Per il mosto di vino si faceva bollire il succo di uva in caldaie direttamente in campagna durante la vendemmia facendolo ridurre fino a renderlo cremoso; per quello di fichi si utilizzavano i più maturi e messi in caldaia si facevano bollire, per poi metterli a colare in una in una federa di cuscino o sacco di canapa a maglie strette a colare per almeno un giorno, per poi strizzarne il restante.
Sicuramente una pratica oggi molto rivisitata nella tecnica di produzione, ma non mancano molte aziende che lo producono, o rifornitevi da piccoli contadini della vostra zona.
Per la ricetta e le foto si ringrazia la scuola Alberghiera di Molfetta (Ba) nella persona del Prof.

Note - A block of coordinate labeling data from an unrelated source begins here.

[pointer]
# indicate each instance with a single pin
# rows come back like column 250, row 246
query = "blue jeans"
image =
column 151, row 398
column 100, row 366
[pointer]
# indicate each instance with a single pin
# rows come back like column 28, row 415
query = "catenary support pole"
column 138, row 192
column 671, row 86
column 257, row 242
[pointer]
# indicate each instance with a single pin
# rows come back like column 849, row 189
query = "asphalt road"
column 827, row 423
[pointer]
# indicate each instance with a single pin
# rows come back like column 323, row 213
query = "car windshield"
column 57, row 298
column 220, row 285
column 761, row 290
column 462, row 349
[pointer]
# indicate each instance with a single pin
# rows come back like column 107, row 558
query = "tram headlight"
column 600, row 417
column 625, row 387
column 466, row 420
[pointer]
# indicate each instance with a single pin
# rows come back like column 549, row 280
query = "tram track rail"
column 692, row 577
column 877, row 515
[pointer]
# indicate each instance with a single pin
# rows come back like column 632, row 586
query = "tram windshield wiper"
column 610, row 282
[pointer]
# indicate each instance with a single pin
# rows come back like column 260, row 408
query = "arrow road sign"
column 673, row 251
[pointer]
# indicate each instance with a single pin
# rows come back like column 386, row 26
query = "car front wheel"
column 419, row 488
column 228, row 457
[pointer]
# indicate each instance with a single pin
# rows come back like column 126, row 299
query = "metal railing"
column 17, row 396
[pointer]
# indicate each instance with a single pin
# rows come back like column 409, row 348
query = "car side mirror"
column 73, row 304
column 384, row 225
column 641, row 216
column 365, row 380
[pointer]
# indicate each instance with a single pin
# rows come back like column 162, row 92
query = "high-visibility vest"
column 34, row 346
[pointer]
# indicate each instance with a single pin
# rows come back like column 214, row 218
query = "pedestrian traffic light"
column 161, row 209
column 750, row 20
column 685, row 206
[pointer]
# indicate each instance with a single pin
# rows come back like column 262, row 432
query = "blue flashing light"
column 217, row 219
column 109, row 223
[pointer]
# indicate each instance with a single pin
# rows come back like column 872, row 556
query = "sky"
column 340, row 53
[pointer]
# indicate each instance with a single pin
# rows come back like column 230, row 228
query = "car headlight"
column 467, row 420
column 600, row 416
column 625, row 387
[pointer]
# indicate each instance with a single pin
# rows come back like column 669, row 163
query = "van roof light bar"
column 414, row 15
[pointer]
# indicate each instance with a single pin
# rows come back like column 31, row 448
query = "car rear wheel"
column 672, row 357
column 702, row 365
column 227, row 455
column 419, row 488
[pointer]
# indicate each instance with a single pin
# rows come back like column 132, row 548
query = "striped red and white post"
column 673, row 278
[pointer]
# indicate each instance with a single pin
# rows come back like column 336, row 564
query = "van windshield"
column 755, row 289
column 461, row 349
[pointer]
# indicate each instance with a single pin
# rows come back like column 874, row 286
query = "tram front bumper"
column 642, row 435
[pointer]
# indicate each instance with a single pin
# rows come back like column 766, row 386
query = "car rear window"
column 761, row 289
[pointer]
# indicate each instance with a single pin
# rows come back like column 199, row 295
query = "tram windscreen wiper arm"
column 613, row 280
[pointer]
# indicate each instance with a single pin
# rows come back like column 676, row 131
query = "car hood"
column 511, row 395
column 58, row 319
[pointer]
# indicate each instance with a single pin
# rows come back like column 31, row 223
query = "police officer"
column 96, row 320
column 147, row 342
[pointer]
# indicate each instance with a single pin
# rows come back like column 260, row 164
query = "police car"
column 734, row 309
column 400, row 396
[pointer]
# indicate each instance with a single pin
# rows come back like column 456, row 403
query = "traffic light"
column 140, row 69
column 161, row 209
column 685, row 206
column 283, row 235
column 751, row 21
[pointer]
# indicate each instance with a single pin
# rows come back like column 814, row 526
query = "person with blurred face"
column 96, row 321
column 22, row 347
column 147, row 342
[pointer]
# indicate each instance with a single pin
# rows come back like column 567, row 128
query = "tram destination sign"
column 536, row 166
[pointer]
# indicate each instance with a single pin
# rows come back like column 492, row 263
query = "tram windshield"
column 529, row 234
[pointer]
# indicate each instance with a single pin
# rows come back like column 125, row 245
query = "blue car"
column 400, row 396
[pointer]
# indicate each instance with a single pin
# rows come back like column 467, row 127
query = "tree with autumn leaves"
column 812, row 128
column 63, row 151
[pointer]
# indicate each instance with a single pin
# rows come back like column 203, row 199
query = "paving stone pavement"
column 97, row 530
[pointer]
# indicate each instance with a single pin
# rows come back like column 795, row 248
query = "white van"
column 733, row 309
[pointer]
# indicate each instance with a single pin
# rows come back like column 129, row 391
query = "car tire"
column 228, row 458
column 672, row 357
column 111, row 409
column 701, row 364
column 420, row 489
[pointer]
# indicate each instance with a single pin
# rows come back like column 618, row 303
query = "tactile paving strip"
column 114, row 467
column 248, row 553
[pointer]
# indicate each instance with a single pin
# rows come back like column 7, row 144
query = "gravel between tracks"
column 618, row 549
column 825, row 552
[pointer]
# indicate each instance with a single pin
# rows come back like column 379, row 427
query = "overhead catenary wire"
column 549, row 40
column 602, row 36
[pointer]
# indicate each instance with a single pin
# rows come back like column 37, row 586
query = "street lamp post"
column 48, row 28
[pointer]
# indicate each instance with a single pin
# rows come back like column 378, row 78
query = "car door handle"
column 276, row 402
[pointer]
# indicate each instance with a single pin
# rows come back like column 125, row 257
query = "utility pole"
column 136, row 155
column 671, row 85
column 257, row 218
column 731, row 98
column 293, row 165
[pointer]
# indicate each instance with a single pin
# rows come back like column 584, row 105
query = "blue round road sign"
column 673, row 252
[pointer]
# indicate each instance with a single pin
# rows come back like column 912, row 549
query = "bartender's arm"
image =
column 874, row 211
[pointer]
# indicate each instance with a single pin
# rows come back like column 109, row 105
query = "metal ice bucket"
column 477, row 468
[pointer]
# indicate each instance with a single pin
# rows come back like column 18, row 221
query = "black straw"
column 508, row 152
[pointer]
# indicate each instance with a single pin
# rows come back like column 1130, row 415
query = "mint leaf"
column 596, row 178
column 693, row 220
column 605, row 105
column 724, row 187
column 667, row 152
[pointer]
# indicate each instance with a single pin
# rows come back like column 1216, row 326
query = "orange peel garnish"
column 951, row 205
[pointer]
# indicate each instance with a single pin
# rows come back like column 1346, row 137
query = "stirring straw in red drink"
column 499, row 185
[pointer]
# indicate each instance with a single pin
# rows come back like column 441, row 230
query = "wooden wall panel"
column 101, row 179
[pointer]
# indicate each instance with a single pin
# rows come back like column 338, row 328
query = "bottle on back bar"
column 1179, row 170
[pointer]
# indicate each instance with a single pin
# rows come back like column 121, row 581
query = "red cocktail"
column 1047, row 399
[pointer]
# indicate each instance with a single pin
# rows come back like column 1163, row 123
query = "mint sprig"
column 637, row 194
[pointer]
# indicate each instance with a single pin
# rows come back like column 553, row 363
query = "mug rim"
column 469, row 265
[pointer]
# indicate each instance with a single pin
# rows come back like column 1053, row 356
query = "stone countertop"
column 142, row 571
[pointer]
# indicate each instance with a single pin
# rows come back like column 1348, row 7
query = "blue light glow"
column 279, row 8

Roberto Pagano
La ricetta delle cartella
500 gr di farina
200 gr di vino bianco,
100 gr di olio extravergine
50 gr di zucchero ( facoltativo)
1 lt di olio di semi di girasole per friggere
1 lt di vino cotto, preferibilmente di fichi
qb chiodi di garofano, cannella tritati e buccia di limone grattugiati (facoltativo)
Procedimento
Disporre la farina a corona, aggiungere lo zucchero, le spezie e il limone, e impastare con il vino tiepido (per far si che l’impasto acquisti una certa elasticità).
Mescolare bene e impastare bene fino a creare una palla omogenea e liscia
Conserare l’impasto ottenuto in un sacchetto e farlo riposare per 15 minuti senza farlo asciugare.
Iniziare a tagliarlo a pezzi e a farne delle sfoglie ad uno spessore di 1-2 millimetri
Fare delle strisce larghe circa un centimetro e dalla lunghezza a piacere, con la classica ruota dentata.
Con le dita chiudere le strisce in modo alternato, facendole saldare tra di loro arrotolandole, fino a creare una rosa.
Lasciarle asciugare per un giorno e successivamente friggerle
Cuocerle nel vincotto in precedenza riscaldato facendo si che possa rimanere in ogni vaschetta del vino cotto.
Sistemarle in vassoio dove potranno rimanere a lungo conservate.
P.S.: non cuocetele tutte nel vincotto, perché si conservano bene anche appena fritte.